When Is Supported Employment Appropriate?
Supported employment can begin as part of a vocational rehabilitation program once an individual has left the public school system. Vocational rehabilitation has a responsibility to provide supported employment services when appropriate. School systems play a role as they are mandated to formally plan for the transition from school into adult services. Schools should also take an active role in providing career education, skills training, and job sampling as part of their services.

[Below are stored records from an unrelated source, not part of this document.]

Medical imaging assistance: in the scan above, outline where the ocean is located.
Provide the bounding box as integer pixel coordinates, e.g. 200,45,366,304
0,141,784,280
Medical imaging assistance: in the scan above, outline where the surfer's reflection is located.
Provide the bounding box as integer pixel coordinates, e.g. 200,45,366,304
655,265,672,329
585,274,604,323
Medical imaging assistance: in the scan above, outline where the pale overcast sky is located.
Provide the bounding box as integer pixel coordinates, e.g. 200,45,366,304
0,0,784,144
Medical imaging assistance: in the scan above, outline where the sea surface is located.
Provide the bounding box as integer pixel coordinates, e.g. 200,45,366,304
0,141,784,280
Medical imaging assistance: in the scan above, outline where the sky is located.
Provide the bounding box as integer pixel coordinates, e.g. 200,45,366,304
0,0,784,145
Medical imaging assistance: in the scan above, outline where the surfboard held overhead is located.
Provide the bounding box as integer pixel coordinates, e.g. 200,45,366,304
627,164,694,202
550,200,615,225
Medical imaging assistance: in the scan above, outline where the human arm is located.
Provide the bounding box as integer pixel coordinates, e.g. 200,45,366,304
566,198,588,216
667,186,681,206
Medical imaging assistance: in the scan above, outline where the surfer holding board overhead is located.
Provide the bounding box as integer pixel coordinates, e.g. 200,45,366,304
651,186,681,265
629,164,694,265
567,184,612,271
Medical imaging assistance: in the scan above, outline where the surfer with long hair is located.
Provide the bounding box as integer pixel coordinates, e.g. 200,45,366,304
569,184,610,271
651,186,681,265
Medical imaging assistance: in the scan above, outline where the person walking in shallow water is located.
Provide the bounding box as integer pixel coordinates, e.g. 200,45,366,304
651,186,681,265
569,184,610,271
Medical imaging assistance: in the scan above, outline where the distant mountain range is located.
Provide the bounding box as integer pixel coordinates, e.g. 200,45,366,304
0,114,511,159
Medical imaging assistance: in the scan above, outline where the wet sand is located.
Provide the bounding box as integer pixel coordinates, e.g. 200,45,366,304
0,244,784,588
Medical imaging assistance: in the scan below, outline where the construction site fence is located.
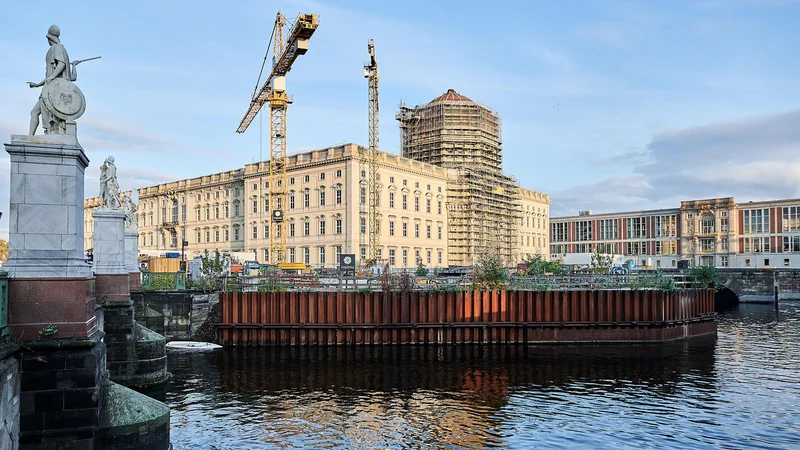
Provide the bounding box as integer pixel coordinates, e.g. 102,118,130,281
189,274,709,292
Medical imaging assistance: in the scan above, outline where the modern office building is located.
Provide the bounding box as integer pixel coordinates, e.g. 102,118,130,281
550,197,800,269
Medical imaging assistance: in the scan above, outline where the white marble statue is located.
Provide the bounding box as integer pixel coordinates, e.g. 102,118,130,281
100,156,122,209
28,25,99,136
122,194,138,229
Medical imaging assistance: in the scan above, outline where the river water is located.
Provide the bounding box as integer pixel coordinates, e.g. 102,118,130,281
166,302,800,449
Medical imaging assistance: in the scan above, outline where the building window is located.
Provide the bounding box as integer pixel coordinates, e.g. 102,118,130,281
700,214,714,234
783,236,800,253
625,217,647,239
743,209,769,234
550,223,568,243
575,220,592,241
598,219,619,241
781,206,800,231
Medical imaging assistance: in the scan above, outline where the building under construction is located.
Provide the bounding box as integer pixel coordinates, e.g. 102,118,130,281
396,89,524,265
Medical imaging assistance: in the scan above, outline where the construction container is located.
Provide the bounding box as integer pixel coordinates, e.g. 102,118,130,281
147,258,181,272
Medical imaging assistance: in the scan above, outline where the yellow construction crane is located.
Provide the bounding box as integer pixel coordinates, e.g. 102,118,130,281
236,12,319,264
364,39,381,265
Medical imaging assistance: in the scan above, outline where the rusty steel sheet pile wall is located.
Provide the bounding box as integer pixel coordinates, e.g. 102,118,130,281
219,289,717,346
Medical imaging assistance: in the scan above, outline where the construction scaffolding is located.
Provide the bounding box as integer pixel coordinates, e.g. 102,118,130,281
395,89,522,265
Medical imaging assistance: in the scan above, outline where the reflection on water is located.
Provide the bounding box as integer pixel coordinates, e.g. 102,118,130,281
167,303,800,449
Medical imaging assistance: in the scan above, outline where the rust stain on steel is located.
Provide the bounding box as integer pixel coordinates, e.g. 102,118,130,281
219,290,716,346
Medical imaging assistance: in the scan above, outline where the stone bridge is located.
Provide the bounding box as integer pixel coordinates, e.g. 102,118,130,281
718,268,800,303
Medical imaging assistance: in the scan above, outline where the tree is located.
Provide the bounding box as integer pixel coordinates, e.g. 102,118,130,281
589,245,614,273
194,250,225,291
416,259,428,277
0,239,8,262
524,255,564,275
474,255,508,290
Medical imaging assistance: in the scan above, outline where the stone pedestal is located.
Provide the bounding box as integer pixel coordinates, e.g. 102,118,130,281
92,208,130,278
125,228,142,291
3,135,96,341
3,135,91,279
6,133,169,450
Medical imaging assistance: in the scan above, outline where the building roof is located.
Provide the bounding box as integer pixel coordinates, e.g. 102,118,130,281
428,89,476,105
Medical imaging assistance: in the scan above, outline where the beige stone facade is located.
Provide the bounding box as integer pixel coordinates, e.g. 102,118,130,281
515,188,550,261
138,144,449,268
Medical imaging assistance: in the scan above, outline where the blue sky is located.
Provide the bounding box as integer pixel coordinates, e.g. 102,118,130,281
0,0,800,235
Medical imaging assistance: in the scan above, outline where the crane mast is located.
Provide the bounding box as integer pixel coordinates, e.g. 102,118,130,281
236,12,319,264
364,39,381,265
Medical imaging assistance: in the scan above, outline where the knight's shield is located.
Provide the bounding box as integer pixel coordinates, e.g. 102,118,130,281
42,78,86,121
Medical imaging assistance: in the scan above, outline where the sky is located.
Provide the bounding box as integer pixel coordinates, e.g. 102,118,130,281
0,0,800,237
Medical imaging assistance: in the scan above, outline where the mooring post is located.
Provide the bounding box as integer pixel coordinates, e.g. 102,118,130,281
772,272,778,311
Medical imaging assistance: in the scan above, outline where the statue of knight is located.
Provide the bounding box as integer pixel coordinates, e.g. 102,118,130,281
28,25,100,136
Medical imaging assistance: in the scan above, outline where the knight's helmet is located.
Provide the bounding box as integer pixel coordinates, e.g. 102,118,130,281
47,25,61,44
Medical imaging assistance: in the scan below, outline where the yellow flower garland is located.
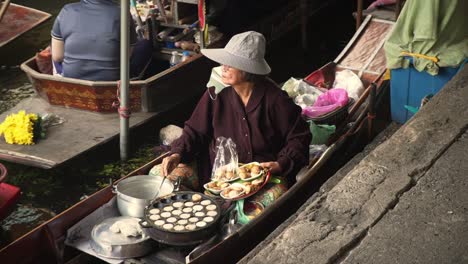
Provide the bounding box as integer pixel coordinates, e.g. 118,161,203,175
0,110,38,145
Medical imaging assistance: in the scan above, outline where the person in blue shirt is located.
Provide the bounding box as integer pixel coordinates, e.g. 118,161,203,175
51,0,151,81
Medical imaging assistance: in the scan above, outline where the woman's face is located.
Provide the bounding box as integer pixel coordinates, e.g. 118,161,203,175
221,65,245,86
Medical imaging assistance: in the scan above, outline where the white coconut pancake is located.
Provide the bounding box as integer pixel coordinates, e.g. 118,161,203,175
154,220,165,226
163,224,174,230
196,221,206,227
150,215,161,221
193,204,203,211
195,212,205,217
206,211,218,216
192,193,202,202
166,217,177,223
163,205,174,212
203,216,214,223
150,208,160,214
174,225,185,231
172,210,182,215
185,224,197,230
161,212,171,218
172,202,184,208
177,219,188,225
180,214,190,219
206,204,216,211
200,200,211,205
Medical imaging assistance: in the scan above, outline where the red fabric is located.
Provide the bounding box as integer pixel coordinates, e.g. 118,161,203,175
36,46,52,74
304,63,336,89
198,0,205,29
171,80,311,183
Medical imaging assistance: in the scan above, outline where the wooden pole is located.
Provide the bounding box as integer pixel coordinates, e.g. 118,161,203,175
0,0,10,21
299,0,309,51
119,0,130,161
356,0,362,30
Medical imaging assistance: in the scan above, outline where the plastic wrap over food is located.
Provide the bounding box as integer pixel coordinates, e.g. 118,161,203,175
333,70,364,100
302,88,349,118
159,125,182,146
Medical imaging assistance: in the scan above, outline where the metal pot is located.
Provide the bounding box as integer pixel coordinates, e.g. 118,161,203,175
90,216,157,259
140,191,221,246
113,175,174,218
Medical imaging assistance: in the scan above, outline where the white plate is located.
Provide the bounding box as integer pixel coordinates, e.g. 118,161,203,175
220,183,245,200
203,182,230,194
239,161,265,181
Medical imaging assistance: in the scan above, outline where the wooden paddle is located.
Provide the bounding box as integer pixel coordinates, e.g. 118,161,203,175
0,0,10,21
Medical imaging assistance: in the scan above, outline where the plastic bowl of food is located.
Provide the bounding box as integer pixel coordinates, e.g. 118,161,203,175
203,181,231,194
237,162,265,181
220,183,245,200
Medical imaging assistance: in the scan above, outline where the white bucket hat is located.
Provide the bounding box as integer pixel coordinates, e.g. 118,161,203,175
201,31,271,75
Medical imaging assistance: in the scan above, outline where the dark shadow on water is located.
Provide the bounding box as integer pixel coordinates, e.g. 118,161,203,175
0,0,360,248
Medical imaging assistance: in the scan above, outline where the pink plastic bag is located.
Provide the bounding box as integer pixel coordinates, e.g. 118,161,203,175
302,88,348,118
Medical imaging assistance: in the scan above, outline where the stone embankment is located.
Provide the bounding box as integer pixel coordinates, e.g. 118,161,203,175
240,67,468,264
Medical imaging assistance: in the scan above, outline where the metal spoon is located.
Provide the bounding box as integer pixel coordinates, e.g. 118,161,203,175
153,176,167,201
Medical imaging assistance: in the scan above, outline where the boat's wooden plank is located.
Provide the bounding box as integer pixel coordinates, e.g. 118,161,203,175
338,19,393,73
0,4,51,47
0,97,157,168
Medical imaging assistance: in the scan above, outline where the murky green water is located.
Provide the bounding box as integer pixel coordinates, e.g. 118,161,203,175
0,0,354,247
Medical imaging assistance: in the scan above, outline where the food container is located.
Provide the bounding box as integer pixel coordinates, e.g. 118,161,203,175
203,181,231,194
140,191,221,246
113,175,174,218
90,216,157,259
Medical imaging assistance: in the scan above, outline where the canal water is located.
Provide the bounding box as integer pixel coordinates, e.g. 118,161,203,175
0,0,355,248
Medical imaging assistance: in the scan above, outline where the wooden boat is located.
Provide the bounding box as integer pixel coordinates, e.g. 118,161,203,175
0,163,21,220
0,0,328,169
0,0,51,47
0,18,392,263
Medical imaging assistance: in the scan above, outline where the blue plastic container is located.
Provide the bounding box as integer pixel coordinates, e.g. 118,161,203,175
390,59,463,124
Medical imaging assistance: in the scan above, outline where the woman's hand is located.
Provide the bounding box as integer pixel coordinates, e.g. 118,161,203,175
260,161,282,175
161,153,180,177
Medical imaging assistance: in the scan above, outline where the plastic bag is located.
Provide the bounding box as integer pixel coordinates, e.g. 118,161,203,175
333,70,364,100
281,77,323,100
302,88,348,118
211,137,239,181
36,46,52,74
159,125,183,146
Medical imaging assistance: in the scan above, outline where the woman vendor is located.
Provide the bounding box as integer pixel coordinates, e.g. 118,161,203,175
162,31,312,186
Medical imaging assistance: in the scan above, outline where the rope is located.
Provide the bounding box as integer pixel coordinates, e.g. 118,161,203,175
400,51,439,63
112,80,131,119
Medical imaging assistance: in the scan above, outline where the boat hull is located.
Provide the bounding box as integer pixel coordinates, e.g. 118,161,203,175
21,54,215,113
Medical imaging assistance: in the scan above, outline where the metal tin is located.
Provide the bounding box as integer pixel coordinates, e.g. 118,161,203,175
114,175,174,218
90,216,157,259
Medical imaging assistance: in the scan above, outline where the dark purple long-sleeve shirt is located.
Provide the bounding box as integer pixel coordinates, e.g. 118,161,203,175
171,79,312,182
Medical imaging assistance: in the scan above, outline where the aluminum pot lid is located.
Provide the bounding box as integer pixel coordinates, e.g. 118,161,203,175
91,216,151,246
115,175,174,203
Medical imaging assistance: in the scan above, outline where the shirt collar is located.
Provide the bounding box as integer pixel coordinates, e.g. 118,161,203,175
230,81,265,114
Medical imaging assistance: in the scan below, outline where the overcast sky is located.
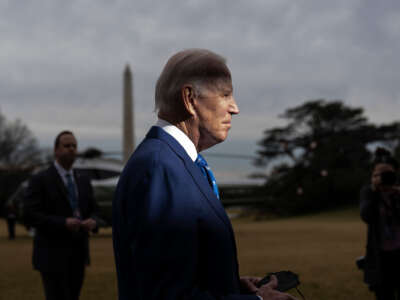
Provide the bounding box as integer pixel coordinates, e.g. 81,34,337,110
0,0,400,180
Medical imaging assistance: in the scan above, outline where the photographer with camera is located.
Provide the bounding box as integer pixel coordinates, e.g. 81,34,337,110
360,148,400,300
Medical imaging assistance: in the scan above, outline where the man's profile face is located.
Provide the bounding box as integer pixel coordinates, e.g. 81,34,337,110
54,134,77,167
196,82,239,150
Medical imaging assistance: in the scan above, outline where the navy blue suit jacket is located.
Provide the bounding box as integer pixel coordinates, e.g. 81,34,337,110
113,127,258,300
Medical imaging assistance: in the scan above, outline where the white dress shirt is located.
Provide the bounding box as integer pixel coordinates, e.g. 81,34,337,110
155,119,197,161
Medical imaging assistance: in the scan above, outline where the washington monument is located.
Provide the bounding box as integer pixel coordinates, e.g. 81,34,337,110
122,65,135,163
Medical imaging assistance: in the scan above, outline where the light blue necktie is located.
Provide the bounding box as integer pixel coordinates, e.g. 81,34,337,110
65,173,78,213
194,154,219,200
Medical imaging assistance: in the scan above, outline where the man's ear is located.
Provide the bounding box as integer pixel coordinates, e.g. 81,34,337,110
182,84,196,116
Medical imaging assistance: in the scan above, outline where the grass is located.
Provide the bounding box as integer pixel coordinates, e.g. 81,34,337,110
0,208,374,300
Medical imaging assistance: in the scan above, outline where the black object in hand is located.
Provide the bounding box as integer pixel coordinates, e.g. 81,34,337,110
256,271,300,292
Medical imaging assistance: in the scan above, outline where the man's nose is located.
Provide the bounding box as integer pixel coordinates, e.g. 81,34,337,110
229,96,240,115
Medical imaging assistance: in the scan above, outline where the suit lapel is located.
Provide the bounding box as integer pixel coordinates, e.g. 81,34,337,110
74,170,86,213
146,126,231,228
49,165,71,208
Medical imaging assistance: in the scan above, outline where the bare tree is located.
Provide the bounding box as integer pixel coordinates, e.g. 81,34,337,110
0,112,41,169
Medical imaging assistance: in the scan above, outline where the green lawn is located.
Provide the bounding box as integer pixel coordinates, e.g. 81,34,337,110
0,209,374,300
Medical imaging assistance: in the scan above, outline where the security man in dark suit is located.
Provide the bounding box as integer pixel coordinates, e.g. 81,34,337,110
24,131,97,300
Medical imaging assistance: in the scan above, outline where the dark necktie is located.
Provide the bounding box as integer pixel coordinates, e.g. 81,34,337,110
194,154,219,200
65,173,78,215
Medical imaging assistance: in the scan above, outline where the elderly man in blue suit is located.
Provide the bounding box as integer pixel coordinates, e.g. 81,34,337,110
113,49,295,300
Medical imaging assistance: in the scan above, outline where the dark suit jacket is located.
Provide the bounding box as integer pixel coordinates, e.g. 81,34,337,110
113,127,258,300
24,164,97,272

How Does Supported Employment Happen?
Supported employment begins with the assembling of a team of individuals who will explore options and create a plan for supported employment. The planning team should include the individual who is disabled, their family, school personnel, adult service providers, and members of the community who may be able to provide information and assistance. Vocational rehabilitation can begin the supported employment plan and will fund services for a designated length of time, usually one year. Supported employment requires that services be provided without disruption, and the plan must designate the source of extended support service funds. State agencies that typically provide such funding are developmental disability, intellectual disability, mental health, or similar agencies. When state agencies are not available to fund supported employment, extended services solutions have been found by creative use of other programs such as Supplemental Security Income.
During the planning process, a community-based service provider must be located to provide the actual supported employment services. Typically, the community-based service provider begins by providing intensive services in vocational assessment, job location, and job placement but might also include job skill training, assistive technology, necessary job modifications, and on-going support. Once a person has been placed on a job, his or her need for ongoing support may diminish over time. The goal is for the employer to eventually provide the “natural” supports available from coworkers.
Why Is There Supported Employment?
Supported employment is the end point of the movement to retain individuals with severe disabilities within the communities in which they live. Previously, these same people might have spent their lives in segregated settings such as institutions. Supported employment is a means by which people can be successful in employment that fits their talents, interests, and abilities.